LOS ANGELES (AP) — Winter has come and winter has gone, the last of the heads have been lopped off and the last of the dragon fire has been spit as “Game of Thrones” aired its 73rd and final episode Sunday night.
While the results of the game were a split decision as they were in most other episodes in the show’s eight seasons — the finale brought some clear winners, at least one clear loser, and a major upset.
(MAJOR SPOILERS AHEAD.)
Brandon Stark, who until recently appeared happy to remain a mystic philosopher forever, instead becomes philosopher-king, Bran the Broken.
Yet he doesn’t get to sit on the Iron Throne (a dragon melted that) or rule the Seven Kingdoms (his sister Sansa broke one off to become queen of an independent North.)
And Daenerys Targaryen became the last of the show’s many, many major character deaths, given a Shakespearean send-off by Jon Snow, who watched her burn thousands of innocents and believed she had become a mad tyrant.
“You are my queen, now and always,” Jon says to Daenerys as he shoves a dagger into her, giving her what may have been the shortest reign of any monarch in Westeros.
The show was very much a split decision for critics and the public too. The finale had a 57 percent fresh score among reviewers on Rotten Tomatoes.
And while thousands of viewers aired their gripes on social media as they did all season, plenty of others thought it was a fitting end.
Regardless of how they felt about it, they watched. When ratings are released on the show Monday, it will almost certainly be the most-viewed episode in “Game of Thrones” history, which would make it the most viewed episode of any kind in HBO history.
And fans made memes — one, substituting new text for Brienne of Tarth’s completed history of Jaime Lannister, was an early front-runner for favorite from the finale.
Daenerys had always vowed to “break the wheel” of Seven Kingdoms rulers, and in some ways she did, yet the show came full circle anyway. Bran’s surprise ascent to the throne would have been no shock at all to viewers just after the show’s first episode — where he is clearly marked as a chosen figure, forced to witness a beheading by a father teaching him the ways of the world, and pushed from a high window only to survive, paralyzed.
He then over several seasons became a mystical seer known as the Three-eyed Raven, with an essential role but distant presence and personality. He was even written out of the series for an entire season before returning, hard to recognize after a serious bout of puberty.
In the finale, a council of the remaining nobles of Westeros votes for Bran after a suggestion and major speech from Tyrion Lannister on the value of having a king who is both infinitely wise and incapable of having terrible offspring.
While saying that he didn’t really want the job, Bran accepts it without hesitation.
“Why do you think I came all this way?” he says, and quickly rewards Tyrion by making him hand of the king.
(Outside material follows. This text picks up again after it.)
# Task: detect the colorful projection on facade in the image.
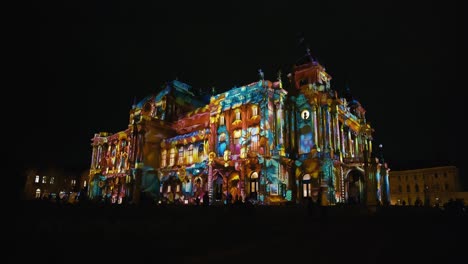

Before Bran is chosen, Samwell Tarly earnestly suggests democracy as a possibility. He is quickly laughed off.
Jon Snow also came full circle on the show. As punishment, the queen-slayer returns to the great northern Wall, the same journey he made when the series began, and is reunited with his dire wolf Ghost, whom he met in episode one. He also finds a spot again among the Wildlings, or “free people,” as they head north beyond the wall.
Sansa’s crowning as queen of Winterfell was as predictable as the finale got — she’d clearly been headed for the role for a while.
While the night brought a big end for “Thrones” fans, its universe was far from over.
Author George R.R. Martin still intends to finish and release two more books in the series after the show passed him by years ago.
And spin-offs are in the planning stages. One pilot in production takes place in the same realm thousands of years earlier, but HBO has said others are in consideration.
The finale might have hinted at another possibility.
Arya Stark, who saved humanity early in the season, decides to sail on to unknown lands, and her departure on a ship is among the series’ final images.
“What’s west of Westeros?” she asks her Stark siblings. “No one knows. It’s where all the maps stop. It’s where I’m going.”